I've looked through a few manuals, but they're high level operator manuals.

The machine (as I understand it) is an 8085 with 256K of bank selected RAM.

It was also apparently able to support 2 users.

It has BASIC as its major operating environment, supplemented by special utility programs that do things that BASIC can not.

Naturally there's no low level programming manual, it doesn't seem to have been designed to develop low level programs on it.

Does anyone know how the RAM was utilized? How much RAM was available to BASIC programs for example. How the multi user aspect worked. I noticed there's commands for file locking and such, so it's conscious of its multi user status and the problem they can bring.

It's a clever machine that came out just a bit too late, but I'm curious about the internals and operating environment, the underlying executive, memory usage, etc. that anyone might be able to share.

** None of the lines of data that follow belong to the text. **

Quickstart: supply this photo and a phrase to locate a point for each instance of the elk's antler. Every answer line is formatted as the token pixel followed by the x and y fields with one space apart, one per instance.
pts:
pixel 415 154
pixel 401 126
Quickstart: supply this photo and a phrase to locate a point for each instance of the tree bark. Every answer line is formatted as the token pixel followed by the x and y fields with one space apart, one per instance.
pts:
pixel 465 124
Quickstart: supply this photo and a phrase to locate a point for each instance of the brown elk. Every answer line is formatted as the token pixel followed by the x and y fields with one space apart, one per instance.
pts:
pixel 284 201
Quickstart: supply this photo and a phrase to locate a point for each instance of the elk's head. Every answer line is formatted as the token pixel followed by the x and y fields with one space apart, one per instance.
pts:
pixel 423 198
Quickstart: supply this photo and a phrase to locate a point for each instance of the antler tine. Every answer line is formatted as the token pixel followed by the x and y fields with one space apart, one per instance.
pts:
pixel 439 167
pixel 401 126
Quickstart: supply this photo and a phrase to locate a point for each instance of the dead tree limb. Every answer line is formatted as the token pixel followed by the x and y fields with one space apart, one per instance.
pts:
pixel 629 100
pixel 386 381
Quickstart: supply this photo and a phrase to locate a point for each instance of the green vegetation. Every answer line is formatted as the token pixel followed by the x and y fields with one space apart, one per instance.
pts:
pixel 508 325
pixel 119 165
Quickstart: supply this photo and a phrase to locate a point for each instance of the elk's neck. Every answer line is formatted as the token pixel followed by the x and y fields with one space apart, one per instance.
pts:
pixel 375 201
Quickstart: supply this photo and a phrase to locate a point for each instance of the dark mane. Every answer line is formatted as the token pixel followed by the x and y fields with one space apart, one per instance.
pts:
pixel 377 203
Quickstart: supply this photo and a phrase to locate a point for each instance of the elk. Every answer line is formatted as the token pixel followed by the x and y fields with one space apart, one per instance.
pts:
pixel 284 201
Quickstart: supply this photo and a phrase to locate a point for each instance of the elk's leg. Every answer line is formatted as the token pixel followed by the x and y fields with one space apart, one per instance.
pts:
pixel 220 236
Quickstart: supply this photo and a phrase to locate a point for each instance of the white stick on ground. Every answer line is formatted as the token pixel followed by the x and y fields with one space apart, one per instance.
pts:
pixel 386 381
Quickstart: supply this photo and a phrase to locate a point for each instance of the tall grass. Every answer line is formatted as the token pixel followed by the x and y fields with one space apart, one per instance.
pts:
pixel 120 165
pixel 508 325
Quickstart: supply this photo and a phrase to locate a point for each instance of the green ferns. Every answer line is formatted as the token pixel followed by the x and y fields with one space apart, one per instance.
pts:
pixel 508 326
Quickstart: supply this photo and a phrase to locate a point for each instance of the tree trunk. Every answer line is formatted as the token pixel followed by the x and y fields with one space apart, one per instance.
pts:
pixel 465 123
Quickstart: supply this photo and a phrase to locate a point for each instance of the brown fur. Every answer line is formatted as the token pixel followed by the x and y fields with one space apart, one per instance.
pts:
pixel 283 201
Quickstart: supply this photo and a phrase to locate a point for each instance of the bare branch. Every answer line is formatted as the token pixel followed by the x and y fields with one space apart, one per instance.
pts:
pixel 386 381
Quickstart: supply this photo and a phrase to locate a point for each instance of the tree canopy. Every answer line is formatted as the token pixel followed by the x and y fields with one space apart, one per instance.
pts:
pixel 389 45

It's a clever machine, to be sure.
 
The RAM usage is explained on pages 2-54 and 2-55 of the IBM 5324 Computer Service Manual.

The address space is divided into 4 16k blocks; two of those blocks are devoted to ROS and the other two to RAM. The first ROS and the first RAM block do not page. 256k of ROM could be paged in the page-able 16k ROM block. Similarly, 112 k of RAM could be paged through the 16k of address space allotted to RAM paging.

If you have used something like the BBC Micro with its sideways ROMs, the memory layout concepts would look familiar.
 
The RAM usage is explained on pages 2-54 and 2-55 of the IBM 5324 Computer Service Manual.

This was helpful, thank you. It seems there was 16K of "common" RAM, and 16K of pageable RAM, with 7 16K RAM pages (total 112K).

This is all hidden from the user, I'm curious how BASIC (among other things) leveraged this RAM.
 
Someone has extracted all the Read Only Storage contents so it might be possible to figure out what the BASIC code does.

As far as documented memory usage, there isn't much information. The Datamaster Procedures and Techniques booklet explains how memory is assigned to disk buffers and indexes. Get this booklet if you have any plans to use a Datamaster. Some significant bugs are also addressed.

The report programming guide indicates that only the largest reports would require a system with more than 64k of RAM.